If possible, a comparison of biopsy results with previous results should be made. If efficacy is maintained and pathology is observed in a peripheral blood smear, the physician should conduct an adequate clinical evaluation, including deciding whether to conduct a bone marrow biopsy. It is also necessary to determine the risk / benefit ratio for romiplostim, and to reconsider the possibilities of prescribing alternative ITP therapy.

Thrombotic / thromboembolic complications

A platelet count exceeding the norm is a theoretical risk factor for the development of thrombotic / thromboembolic complications. The number of cases of thrombotic / thromboembolic complications observed in clinical studies was the same for romiplostim and placebo, and the relationship between these complications and the increase in platelet count has not been established. Dose adjustment guidelines should be followed.

The progression of existing malignant diseases of the hematopoietic system or myelodysplastic syndrome (MDS)

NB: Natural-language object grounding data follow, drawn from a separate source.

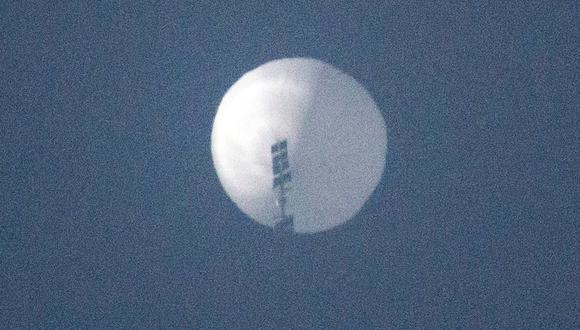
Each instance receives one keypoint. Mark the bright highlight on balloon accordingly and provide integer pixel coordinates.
(298, 145)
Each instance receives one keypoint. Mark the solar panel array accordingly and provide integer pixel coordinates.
(280, 164)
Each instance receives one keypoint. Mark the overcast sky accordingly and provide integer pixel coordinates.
(111, 213)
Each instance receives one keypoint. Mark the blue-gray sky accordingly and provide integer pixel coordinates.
(112, 215)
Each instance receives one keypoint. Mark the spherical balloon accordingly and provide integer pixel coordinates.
(335, 144)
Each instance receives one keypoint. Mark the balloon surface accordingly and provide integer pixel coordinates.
(336, 143)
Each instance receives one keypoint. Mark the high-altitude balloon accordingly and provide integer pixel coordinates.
(300, 143)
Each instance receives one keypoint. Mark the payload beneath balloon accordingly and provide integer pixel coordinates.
(298, 145)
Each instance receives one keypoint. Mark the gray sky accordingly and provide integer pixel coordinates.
(111, 213)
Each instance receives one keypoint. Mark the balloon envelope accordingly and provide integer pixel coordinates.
(336, 143)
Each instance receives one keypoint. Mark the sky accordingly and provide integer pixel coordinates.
(112, 215)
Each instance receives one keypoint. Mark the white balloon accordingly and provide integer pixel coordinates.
(337, 142)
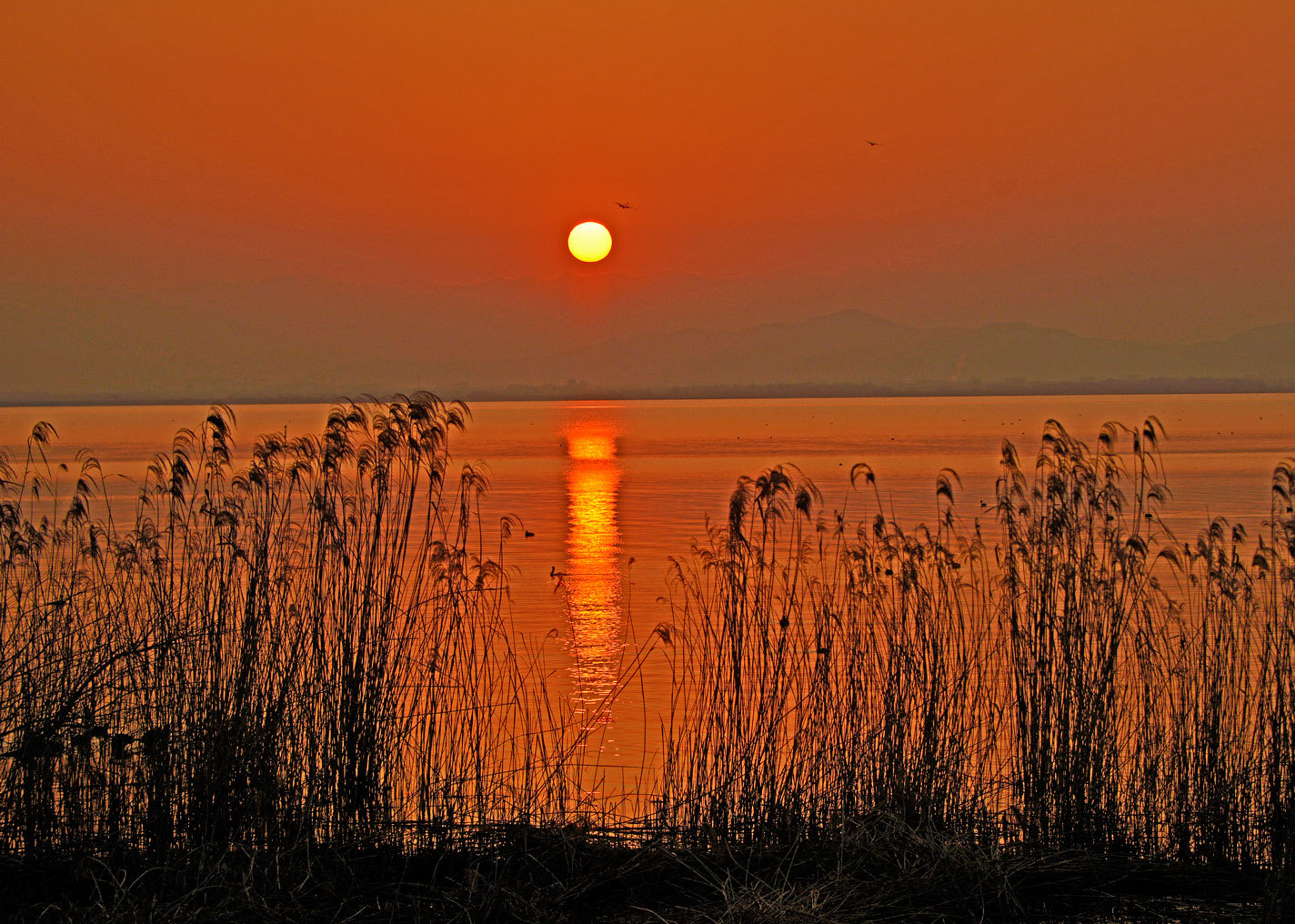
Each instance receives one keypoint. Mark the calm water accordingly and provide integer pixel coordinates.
(610, 490)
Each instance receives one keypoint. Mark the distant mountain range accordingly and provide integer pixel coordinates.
(311, 340)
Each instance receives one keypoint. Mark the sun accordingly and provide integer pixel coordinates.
(589, 241)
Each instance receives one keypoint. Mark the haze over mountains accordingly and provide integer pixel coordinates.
(308, 340)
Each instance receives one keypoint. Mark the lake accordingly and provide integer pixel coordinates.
(610, 490)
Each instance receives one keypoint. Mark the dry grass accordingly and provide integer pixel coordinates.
(307, 660)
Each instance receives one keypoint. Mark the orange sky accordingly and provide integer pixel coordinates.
(417, 144)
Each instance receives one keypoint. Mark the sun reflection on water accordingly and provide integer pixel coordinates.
(592, 576)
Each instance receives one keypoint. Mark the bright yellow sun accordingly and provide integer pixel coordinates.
(589, 241)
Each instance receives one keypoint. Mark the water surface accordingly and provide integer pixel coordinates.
(611, 490)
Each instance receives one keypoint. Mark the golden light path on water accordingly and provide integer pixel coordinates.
(592, 578)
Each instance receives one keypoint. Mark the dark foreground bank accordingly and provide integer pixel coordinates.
(882, 871)
(289, 691)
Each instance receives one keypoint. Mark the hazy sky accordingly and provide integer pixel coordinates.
(1127, 166)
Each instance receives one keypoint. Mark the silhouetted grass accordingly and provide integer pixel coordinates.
(308, 658)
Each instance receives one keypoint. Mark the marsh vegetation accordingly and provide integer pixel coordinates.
(302, 668)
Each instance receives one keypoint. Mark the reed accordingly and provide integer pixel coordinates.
(312, 652)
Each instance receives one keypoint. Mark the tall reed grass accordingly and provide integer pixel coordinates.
(311, 648)
(314, 648)
(1059, 670)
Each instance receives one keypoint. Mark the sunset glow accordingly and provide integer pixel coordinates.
(593, 567)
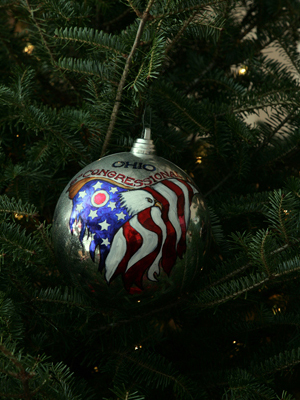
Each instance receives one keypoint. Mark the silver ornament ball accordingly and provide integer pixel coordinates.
(131, 223)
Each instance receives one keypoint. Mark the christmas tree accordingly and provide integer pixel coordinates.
(81, 80)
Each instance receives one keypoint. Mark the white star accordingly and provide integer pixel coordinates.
(79, 207)
(104, 225)
(121, 215)
(112, 205)
(93, 214)
(97, 185)
(105, 242)
(82, 194)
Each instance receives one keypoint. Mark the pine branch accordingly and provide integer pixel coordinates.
(118, 99)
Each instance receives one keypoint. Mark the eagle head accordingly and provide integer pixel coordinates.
(136, 201)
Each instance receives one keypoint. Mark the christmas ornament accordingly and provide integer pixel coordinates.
(133, 221)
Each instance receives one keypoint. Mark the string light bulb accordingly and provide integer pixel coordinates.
(28, 48)
(243, 70)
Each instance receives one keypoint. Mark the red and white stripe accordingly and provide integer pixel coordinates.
(152, 238)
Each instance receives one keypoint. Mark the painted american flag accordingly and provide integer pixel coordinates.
(137, 231)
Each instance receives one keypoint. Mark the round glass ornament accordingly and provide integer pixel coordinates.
(131, 223)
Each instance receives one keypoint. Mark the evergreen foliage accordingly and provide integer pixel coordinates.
(80, 80)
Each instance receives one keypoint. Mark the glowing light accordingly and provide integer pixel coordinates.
(29, 48)
(242, 71)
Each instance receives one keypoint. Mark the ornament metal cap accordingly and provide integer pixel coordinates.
(143, 146)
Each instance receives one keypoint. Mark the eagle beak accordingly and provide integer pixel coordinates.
(158, 204)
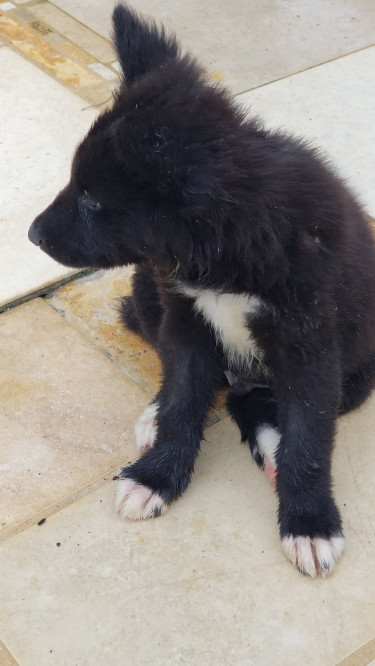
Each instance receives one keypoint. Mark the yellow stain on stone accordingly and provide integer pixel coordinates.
(45, 55)
(75, 53)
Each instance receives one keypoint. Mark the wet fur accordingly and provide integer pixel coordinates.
(177, 180)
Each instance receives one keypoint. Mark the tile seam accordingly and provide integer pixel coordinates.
(306, 69)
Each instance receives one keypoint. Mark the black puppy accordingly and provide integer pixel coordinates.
(251, 255)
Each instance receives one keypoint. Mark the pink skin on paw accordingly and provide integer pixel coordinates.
(315, 556)
(137, 502)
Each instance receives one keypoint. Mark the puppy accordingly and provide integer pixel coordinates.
(251, 256)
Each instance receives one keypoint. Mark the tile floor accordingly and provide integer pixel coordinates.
(207, 583)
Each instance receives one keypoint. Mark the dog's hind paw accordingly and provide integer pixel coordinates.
(146, 428)
(136, 502)
(316, 556)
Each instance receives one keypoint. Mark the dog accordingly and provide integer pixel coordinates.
(252, 257)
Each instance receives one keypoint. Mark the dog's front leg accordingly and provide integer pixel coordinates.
(171, 428)
(310, 524)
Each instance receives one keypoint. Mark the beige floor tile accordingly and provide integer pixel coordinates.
(68, 413)
(205, 584)
(77, 32)
(6, 658)
(334, 106)
(91, 305)
(41, 123)
(364, 656)
(246, 43)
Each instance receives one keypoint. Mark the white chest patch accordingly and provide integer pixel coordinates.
(230, 317)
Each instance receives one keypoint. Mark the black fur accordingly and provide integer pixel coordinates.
(175, 179)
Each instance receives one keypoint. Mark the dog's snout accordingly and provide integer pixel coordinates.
(34, 234)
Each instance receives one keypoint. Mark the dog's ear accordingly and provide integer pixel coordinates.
(141, 46)
(164, 159)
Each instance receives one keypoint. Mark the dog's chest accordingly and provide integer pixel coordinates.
(230, 317)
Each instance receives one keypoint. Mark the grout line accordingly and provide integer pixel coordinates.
(364, 656)
(305, 69)
(46, 290)
(57, 506)
(6, 658)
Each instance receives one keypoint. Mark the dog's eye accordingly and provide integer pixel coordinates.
(91, 203)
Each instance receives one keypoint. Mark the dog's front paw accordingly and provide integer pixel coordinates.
(136, 502)
(265, 448)
(146, 428)
(313, 556)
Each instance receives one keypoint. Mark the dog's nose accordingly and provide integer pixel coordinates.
(34, 234)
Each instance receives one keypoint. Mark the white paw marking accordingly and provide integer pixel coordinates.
(146, 428)
(313, 556)
(268, 440)
(137, 502)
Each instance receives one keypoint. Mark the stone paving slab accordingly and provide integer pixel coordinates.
(40, 125)
(333, 106)
(205, 584)
(247, 43)
(68, 414)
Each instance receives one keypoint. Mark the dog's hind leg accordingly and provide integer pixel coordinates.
(256, 416)
(142, 311)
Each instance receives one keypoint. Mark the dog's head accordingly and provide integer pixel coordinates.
(145, 175)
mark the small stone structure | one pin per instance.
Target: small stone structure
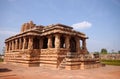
(54, 46)
(110, 56)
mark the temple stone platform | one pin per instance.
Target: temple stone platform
(55, 46)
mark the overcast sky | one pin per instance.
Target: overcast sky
(99, 19)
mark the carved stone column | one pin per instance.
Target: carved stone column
(84, 46)
(24, 43)
(6, 47)
(30, 43)
(16, 44)
(13, 45)
(41, 43)
(9, 45)
(67, 42)
(78, 44)
(49, 42)
(57, 41)
(20, 43)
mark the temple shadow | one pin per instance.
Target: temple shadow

TPO receptor stimulants are growth factors that lead to the growth of hematopoietic progenitor cells, differentiation, and platelet production. TPO receptors are predominantly located on the surface of myeloid cells. There is a theoretical risk that stimuli of TPO receptors can stimulate the progression of existing malignant diseases of the hematopoietic system or MDS.

Romiplostim should not be used to treat thrombocytopenia associated with MDS or any other cause other than ITP outside of clinical studies. In groups of patients with thrombocytopenia associated with MDS or any other cause other than ITP, the risk / benefit ratio for romiplostim has not been determined. In an incomparable open clinical study of patients with romiplostim MDS, cases of disease progression to acute myeloid leukemia (AML) were observed, although this pathology is the expected outcome of MDS, and the connection with romiplostim has not been established. In addition, in this study there were cases of transient increase in blast cells. The transient increase in blast cells was reversible and disappeared after the abolition of romiplostim. This fact does not confirm the progression of AML, since it is impossible to distinguish leukemic blast cells from normal blast cells.

No response to romiplostim therapy

If you lose the response to treatment or cannot maintain a stable platelet count during treatment with romiplostim in recommended doses, it is necessary to establish causative factors, including immunogenicity and an increase in reticulin concentration in the bone marrow.

The effect of romiplostim on red and white blood cells

Changes in the number of red (reduced) and white (increased) blood cells were observed during preclinical studies of the toxicity of the drug (in rats and monkeys), but not in patients with ITP. It is necessary to determine the need to control these parameters in patients receiving romiplostim treatment.

Influence on ability to drive motor transport and control mechanisms

Concerning influence on ability to driving of the car and management of mechanisms of researches it was not conducted. During clinical studies, some patients had transient attacks of vertigo, which may affect the ability to drive a car and control mechanisms.

Overdosage

In rats treated with a single dose of 1000 mcg / kg, or in monkeys, after repeated administration of romiplostim at a dose of 500 mcg / kg (exceeding the maximum clinical dose of 10 mcg / kg - 100 or 50 times, respectively), no adverse reactions were noted. In case of an overdose, the platelet count may increase and lead to thromboembolic complications. If the number of platelets increases rapidly, you should stop taking the drug Enpleit and then carefully monitor the level of platelets. The resumption of the drug is possible only according to the recommendations on the method of use and dosage.